But let me remind you of this: you are currently losing 35% of your customers as they go through your online purchase process. 35%!
Perhaps it’s worth making a leap to retain those 35%, because I would imagine that equals a fair amount of revenue you would rather have your hands on. So it’s an issue worth considering in your approach to marketing.
It’s also worth noting its standard for many retailers to embed elements of the supply chain into a product’s cost, but often the logistical piece is not included. Why, I wonder, and isn’t this an opportunity?
If you’re not sure, you could trial the approaches outlined above, possibly for specific product lines to start with, trying different mixes and matches, and analyse what works best. Then you can apply your learnings to devise offers more likely to match the needs and wants of your customers.
Delivery partners: transparency is key
Clearly, when delivering to consumers, you need to have a logistics partner that can make good on your promises. And, equally clearly, both the retailer and the logistics partner are looking for a reasonable return on their investments.
What this means to the retailer is transparency between the two parties is critical. Where are the profits or potential losses for both coming from?
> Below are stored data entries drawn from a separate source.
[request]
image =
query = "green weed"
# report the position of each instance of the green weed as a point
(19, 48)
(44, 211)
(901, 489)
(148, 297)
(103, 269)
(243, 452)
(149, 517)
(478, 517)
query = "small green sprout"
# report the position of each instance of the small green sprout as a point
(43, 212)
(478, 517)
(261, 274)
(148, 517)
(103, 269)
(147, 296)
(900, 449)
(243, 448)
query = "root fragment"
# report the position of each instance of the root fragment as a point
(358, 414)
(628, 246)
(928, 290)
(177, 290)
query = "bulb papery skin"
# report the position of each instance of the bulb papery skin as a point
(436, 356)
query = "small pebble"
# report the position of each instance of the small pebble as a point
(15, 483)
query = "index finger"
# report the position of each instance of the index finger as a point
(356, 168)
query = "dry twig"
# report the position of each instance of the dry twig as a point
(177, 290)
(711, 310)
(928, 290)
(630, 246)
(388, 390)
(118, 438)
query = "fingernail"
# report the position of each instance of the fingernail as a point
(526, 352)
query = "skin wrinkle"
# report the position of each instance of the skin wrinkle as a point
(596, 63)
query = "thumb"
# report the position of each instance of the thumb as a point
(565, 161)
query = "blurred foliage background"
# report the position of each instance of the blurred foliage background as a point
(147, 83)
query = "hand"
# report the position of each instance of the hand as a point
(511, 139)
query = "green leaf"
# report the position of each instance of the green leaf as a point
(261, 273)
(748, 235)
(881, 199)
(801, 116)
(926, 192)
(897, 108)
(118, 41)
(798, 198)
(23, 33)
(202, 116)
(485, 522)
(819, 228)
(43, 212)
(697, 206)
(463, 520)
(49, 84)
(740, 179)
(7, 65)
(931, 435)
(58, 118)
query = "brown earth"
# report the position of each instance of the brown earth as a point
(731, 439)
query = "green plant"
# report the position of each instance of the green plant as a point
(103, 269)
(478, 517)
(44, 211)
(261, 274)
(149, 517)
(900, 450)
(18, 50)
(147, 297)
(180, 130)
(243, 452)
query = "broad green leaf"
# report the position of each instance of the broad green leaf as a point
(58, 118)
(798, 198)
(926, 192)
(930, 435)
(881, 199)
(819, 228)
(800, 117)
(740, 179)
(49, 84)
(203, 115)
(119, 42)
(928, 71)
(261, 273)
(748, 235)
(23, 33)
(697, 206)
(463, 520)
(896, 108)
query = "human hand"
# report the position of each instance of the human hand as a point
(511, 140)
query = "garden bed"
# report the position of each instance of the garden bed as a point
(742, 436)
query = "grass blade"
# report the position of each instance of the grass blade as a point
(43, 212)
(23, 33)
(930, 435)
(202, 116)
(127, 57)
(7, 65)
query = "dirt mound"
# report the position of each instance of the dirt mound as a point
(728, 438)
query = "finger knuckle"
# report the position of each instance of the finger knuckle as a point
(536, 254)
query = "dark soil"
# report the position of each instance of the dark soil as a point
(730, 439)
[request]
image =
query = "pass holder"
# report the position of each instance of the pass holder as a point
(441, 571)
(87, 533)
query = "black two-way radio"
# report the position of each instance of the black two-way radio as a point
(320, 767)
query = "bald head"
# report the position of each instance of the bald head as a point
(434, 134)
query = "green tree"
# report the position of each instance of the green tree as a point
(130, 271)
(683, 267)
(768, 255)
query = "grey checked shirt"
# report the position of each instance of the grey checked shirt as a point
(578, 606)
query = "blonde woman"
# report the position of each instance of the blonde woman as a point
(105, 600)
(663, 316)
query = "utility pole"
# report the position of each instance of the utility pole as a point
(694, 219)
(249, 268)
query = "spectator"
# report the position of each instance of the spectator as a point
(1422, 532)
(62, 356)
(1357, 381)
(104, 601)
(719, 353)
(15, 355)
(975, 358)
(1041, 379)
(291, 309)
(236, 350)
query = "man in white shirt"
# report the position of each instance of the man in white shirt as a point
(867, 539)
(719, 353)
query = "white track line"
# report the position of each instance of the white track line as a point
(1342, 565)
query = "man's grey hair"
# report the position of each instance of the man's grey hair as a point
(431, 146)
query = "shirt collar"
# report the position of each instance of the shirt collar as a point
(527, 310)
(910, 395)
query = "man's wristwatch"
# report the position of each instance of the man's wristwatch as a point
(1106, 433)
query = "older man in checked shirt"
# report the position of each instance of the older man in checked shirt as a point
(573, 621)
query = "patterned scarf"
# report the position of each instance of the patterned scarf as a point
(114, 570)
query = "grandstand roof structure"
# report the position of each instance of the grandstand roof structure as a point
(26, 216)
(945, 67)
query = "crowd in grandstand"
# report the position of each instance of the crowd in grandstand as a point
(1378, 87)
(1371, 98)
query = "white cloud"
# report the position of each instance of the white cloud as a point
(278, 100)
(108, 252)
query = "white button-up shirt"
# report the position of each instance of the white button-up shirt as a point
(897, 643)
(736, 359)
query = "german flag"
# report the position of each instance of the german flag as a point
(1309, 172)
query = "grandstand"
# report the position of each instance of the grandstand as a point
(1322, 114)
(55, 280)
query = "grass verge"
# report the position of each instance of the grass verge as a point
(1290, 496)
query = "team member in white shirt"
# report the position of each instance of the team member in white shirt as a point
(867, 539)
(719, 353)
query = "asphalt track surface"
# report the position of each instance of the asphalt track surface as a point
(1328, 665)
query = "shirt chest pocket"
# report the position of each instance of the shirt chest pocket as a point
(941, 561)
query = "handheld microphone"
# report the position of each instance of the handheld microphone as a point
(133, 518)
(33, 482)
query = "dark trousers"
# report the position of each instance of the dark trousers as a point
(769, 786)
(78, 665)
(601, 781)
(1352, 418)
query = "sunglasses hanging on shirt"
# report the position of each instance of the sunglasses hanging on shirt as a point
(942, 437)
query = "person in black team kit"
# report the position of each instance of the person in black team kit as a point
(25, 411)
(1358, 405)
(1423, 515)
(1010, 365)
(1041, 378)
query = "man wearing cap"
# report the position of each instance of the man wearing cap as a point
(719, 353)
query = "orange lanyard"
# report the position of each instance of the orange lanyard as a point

What is the best way the retailer and logistics company can address the opportunities and challenges – together?
The two are symbiotic. Both will have their expertise, their capabilities and their insights. Working together – transparently, cooperatively – is imperative. If your logistics partner is not willing to ‘fess up to how they work, both financially and operationally, then perhaps you might reconsider the value that relationship really offers you.
Operational insights and POD
One value-add any good logistics company will offer is advice on how to execute the back-end operations, to ensure promises to the consumer can be fulfilled from a delivery perspective, next day delivery or not. With next day, of course, the pressure is on to get the process 100% right. There is no wriggle room.
This comes back to the partnership and relationship. The two partners need to work hand in glove, or the outcomes will inevitably be less than outstanding.
Can your logistics partner help you with your business? Wouldn’t you expect any good partner to do just that – truly partner?